Parliament has ‘one arm tied behind its back’ if women are a rare sight: Theresa May

Theresa May
More women in elected offices means women’s issues are better heard and will lead to a greater emphasis on improving girls education, childcare, women’s health and preventing gender-based violence, according to UK Prime Minister Theresa May.

She was speaking in the lead up to a major conference in the House of Commons today, which saw female MPs from more than 80 countries come together to discuss challenges for women in government, and how to better improve female representation.

“A parliament where women are a rare sight is a parliament working with one hand tied behind its back; a more representative parliament leads to better decision making, better politics and ultimately better government,” May told the  group of international female MPs at a reception in Downing Street overnight.

She declared that a “woman’s place is in elected office” and spoke as the United States was expected to elect more than 100 women to the House for the first time.

May made the speech during a significant crunch period for the government she leads, with cabinet set to sign off on her Brexit negotiating plan in the coming days.

She said that women currently make up barely a quarter of the world’s nationally elected representatives. While we should not lose sight of how far we have come, there is still a long way to go.

“If we want to see that improve in our lifetimes, then it’s not enough to simply stand by and wait for change to happen. We have to make it happen. And I’m absolutely committed to doing just that.”

The speech was given just weeks before the 100th anniversary of women being able to stand for parliament in the UK, and the 99th anniversary of Nancy Astor becoming the first female MP in the House of Commons.
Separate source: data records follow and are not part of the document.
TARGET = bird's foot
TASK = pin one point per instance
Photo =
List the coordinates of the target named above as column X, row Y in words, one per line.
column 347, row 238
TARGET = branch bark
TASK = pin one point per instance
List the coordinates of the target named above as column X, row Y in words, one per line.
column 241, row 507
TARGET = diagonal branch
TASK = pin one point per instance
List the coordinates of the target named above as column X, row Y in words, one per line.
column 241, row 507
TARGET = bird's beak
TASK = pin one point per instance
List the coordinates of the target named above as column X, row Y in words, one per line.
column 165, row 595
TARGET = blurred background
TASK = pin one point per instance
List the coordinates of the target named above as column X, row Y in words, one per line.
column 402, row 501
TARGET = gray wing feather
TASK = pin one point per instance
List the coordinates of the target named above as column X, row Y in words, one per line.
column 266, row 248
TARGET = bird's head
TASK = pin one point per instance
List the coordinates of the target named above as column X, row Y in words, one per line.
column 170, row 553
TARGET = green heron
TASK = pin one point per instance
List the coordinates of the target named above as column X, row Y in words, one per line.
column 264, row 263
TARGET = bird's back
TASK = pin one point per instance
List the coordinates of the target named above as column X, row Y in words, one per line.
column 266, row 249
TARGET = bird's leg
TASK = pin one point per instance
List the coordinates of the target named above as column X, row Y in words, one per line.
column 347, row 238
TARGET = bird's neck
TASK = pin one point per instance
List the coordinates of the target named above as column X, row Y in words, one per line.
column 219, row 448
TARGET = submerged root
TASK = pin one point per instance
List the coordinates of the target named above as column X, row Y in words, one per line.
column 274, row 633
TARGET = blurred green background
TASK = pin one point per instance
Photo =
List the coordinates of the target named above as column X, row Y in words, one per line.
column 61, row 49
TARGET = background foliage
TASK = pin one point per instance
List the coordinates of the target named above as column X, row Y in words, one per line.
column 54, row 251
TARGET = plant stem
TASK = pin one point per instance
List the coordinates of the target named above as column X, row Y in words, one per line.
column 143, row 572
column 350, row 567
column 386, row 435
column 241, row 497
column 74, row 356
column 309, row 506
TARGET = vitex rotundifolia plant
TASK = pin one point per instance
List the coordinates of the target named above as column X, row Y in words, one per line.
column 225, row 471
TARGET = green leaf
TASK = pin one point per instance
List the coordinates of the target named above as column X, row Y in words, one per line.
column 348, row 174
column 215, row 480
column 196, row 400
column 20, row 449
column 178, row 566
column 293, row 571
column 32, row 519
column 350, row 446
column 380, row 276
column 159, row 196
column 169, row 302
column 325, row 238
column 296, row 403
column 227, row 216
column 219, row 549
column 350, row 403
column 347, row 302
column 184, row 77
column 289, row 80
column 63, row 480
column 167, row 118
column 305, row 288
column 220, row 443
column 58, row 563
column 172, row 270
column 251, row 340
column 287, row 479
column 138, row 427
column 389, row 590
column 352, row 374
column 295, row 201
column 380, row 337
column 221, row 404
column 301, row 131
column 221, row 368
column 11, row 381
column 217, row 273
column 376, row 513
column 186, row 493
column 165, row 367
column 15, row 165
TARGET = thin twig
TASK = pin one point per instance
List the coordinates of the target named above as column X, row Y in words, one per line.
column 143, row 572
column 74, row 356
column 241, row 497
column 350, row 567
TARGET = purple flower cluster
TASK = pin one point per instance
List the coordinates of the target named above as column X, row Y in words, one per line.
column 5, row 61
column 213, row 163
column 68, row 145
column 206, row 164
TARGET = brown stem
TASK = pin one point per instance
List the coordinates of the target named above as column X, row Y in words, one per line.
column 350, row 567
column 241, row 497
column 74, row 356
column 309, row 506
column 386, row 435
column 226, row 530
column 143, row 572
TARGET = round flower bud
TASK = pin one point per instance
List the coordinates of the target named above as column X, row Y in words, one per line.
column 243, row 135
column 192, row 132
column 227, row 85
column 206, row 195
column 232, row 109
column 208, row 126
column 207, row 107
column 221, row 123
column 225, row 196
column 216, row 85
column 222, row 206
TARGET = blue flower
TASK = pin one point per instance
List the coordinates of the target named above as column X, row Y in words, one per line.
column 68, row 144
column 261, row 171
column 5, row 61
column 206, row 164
“Celebrating is something we should be doing this evening. Because today, 2018, we see more female members of parliaments and legislative assemblies around the world than there have ever been,” she said.

“And that is good news for all of the citizens we serve.”
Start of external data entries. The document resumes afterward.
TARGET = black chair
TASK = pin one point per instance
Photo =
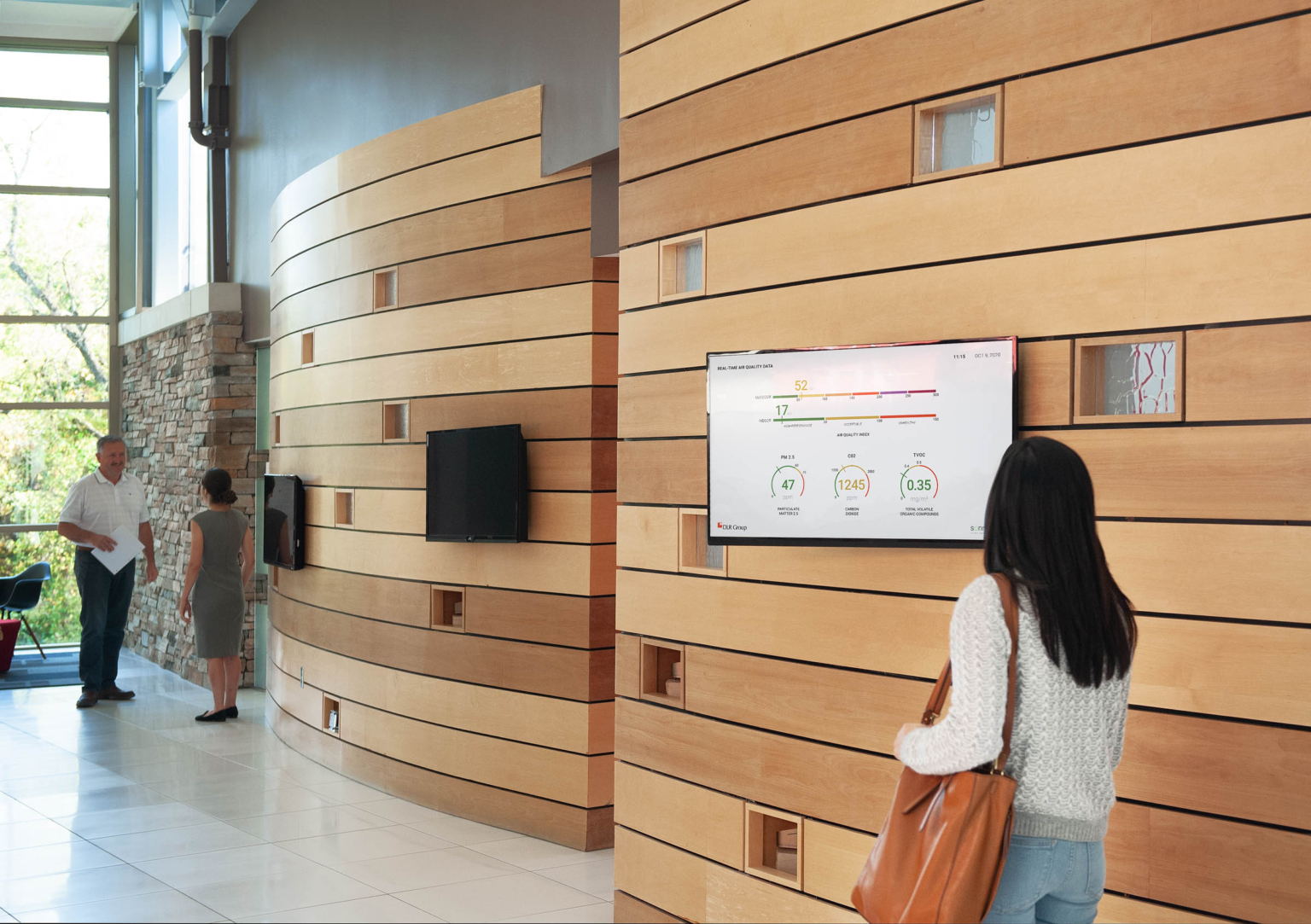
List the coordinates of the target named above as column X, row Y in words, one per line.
column 21, row 593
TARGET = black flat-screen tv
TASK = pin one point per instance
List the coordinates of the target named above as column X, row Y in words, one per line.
column 285, row 522
column 477, row 485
But getting elected is only half the battle. “We also have to make the system work once we are a part of it – and doing so in what is often a male-dominated and male-oriented environment is not always easy,” she said.

“Together, we can overcome challenges, and can get on with what we got into this business to do: contributing to society, responding to the needs of local constituents and making a real difference to people’s lives.
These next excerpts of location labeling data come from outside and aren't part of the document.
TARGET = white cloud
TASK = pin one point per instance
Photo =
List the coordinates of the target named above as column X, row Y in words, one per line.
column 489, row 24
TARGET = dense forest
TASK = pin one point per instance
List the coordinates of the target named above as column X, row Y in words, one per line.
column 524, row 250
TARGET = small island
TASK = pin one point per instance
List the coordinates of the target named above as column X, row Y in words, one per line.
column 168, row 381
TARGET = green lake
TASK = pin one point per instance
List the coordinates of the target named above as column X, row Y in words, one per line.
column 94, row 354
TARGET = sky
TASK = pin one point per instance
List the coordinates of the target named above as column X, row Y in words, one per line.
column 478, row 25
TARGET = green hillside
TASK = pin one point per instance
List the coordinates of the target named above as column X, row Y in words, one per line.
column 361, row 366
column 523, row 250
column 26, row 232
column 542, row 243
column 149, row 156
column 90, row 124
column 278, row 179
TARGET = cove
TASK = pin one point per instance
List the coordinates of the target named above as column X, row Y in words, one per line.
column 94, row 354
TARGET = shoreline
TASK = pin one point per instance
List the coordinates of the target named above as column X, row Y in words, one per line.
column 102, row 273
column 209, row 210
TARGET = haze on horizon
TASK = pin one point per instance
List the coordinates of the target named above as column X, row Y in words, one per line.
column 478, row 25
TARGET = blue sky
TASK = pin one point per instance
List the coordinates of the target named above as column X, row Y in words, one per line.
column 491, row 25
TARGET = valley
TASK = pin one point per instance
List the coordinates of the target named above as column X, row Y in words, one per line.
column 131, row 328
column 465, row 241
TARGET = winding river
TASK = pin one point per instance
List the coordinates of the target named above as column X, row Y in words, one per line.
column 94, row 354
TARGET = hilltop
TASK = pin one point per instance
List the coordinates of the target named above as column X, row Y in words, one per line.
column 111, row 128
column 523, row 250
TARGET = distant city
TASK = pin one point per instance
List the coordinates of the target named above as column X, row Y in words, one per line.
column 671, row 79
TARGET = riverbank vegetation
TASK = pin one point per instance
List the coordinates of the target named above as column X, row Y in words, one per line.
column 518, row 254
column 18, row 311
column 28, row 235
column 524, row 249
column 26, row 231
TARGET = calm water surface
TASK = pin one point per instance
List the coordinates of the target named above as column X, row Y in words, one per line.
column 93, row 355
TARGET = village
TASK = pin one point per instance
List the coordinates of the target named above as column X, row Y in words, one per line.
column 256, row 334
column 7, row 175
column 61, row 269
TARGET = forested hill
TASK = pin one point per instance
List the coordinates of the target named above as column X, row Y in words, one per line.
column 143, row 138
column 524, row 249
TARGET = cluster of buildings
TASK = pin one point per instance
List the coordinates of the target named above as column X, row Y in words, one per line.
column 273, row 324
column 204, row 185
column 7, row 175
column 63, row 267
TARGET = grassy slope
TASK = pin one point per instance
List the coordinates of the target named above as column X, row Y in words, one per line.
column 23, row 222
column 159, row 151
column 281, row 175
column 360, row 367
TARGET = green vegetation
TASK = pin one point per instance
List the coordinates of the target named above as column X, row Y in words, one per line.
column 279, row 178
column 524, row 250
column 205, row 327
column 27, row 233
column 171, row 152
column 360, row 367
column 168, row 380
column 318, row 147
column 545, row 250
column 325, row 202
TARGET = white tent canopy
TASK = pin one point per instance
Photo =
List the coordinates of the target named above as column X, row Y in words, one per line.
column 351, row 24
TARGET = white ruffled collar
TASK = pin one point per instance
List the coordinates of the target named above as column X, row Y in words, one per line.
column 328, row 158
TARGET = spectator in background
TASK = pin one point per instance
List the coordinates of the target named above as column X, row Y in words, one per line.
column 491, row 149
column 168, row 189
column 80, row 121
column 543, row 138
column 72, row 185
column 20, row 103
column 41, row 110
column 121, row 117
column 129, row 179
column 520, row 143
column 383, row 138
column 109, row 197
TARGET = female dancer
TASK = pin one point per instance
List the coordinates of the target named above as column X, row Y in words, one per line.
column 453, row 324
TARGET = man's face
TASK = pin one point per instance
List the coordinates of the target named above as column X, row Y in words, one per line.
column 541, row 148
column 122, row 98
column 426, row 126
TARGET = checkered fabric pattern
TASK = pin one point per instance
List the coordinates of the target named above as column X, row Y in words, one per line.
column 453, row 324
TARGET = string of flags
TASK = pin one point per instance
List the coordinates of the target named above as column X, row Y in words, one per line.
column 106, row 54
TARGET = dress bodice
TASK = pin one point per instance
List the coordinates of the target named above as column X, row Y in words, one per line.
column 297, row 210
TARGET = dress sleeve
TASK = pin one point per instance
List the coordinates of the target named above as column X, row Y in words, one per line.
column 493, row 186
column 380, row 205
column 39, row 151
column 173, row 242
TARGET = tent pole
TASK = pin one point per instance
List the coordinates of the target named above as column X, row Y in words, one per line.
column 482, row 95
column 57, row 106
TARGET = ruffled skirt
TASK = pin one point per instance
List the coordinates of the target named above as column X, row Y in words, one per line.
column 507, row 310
May said that being able to “make a difference” that comes with being a member of parliament is what makes it the best job in world. “It’s a privilege we all enjoy, and one I’d like many more women and girls around the world to aspire to.

She said one of her proudest achievements as Home Secretary was passing the Modern Slavery Act. She also changed the law on parental leave as the Minister for Women and Equalities, enabling both parents to take on caring responsibilities for their child.

May was one of 13 female MPs when she first entered the Commons, today there are 67. She noted that her government is funding nationwide programmes aiming to get more women and girls interested in politics in the UK, while the Department for International Development is running programs in Sierra Leone, Nigeria and Pakistan to help give women a stronger voice in politics.

“Regardless of affiliation or ideology, let’s all work together, let’s learn from each other, let’s build the networks that will allow us to succeed,” she told the female MPs.

“And let’s make sure women and girls know that whatever their views, whatever their party, whatever others may say, a woman’s place is in elected office.”